Derrick belonged to the first generation of teachers of music analysis convinced of the enrichment which continental methodologies could offer. At Oxford he formed a graduate analysis seminar, at Cambridge raised the profile of the subject in undergraduate and postgraduate studies; this was part of his mission that everyone should taste the joys of understanding music better. His teaching was incisive, challenging, and notably successful: a number of his pupils currently hold chairs of music in this country. And he was generous with his time in advising friends and colleagues; this advice was always clear, honest, helpful and insightful. One knew better what one had done when Derrick had given his reaction.

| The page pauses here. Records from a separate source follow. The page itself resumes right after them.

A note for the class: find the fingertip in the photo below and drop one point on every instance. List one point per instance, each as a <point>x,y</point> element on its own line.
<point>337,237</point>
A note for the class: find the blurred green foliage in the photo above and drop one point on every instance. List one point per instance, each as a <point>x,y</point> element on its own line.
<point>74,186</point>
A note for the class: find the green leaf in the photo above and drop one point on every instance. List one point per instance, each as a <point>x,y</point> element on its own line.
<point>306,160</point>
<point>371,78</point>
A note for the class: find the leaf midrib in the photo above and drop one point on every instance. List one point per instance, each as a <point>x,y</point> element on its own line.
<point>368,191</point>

After his marriage to the musicologist Kathryn Bailey in 1989, he was able to enjoy entertaining his friends more often, and it was always a pleasure to spend a weekend in their loving home, Derrick exercising his incisive intellect on musical topics (the defining characteristics of expressionism, the necessity for learning harmony and counterpoint are two that stick in the mind), and letting loose his caustic wit on perceived follies. He triumphed over his extraordinarily incapacitating disabilities, attending conferences, operas, concerts, enjoying his circle of close friends. He was a lovely man, easy, exciting and deeply enriching to know. That he decided, carefully and courageously, that it was now time to go, was, in an inalienably tragic and mysterious way, a triumph also.

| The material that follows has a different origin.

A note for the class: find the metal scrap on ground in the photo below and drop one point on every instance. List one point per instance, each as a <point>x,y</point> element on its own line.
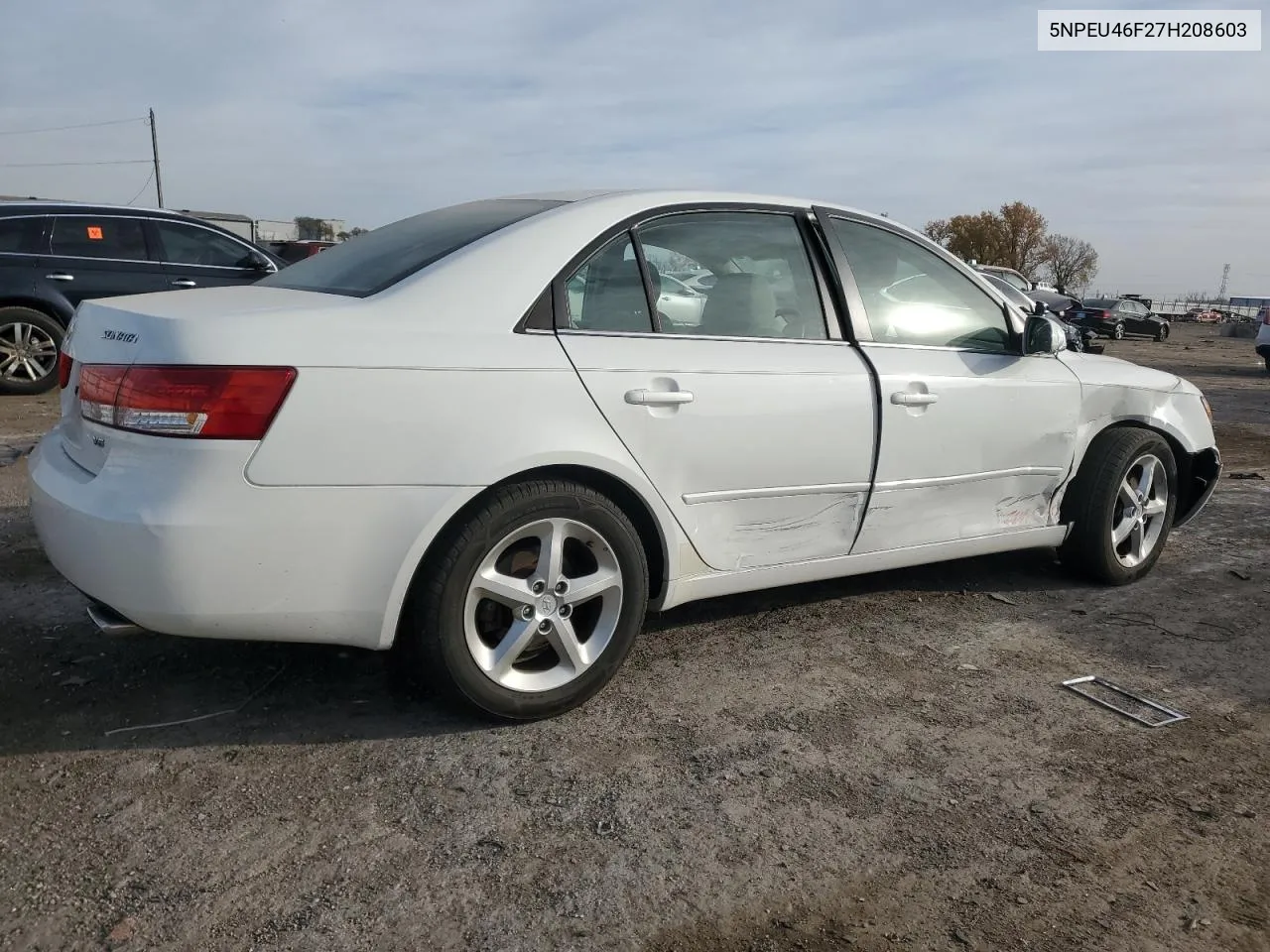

Excerpt from a book review by Mr Hugh Wood in The Times Literary Supplement, November 1997
Of much greater stature, however, is Puffett’s contribution to the Berg Companion [Cambridge University Press, 1997], a perceptive study of Berg’s Three Orchestral Pieces op 6, which is simply the best analytical article I have ever read. Instead of trying in any way to describe or paraphrase it, a quotation will bring back a much-missed tone of voice. This is actually a footnote:
The Praeludium is very hard to grasp aurally. For one thing, it is almost impossible to ‘hear’ the chords, apart from the odd triadic seventh-chord formation onto which the ear gratefully latches. Vertically, for the most part, I can’t hear it at all, and I doubt if Berg could. Playing through it note by note on the piano helps. The proliferation of motives/lines from around bar 34 to the climax is quite overwhelming. The ear can’t possibly take it all in ... I made a reduction of the score, to help. ...This passage ‒ diffident, practical, painfully honest ‒ brings the man himself vividly back. I recognize and salute a real musician; I mourn the death of a great man, and of a friend.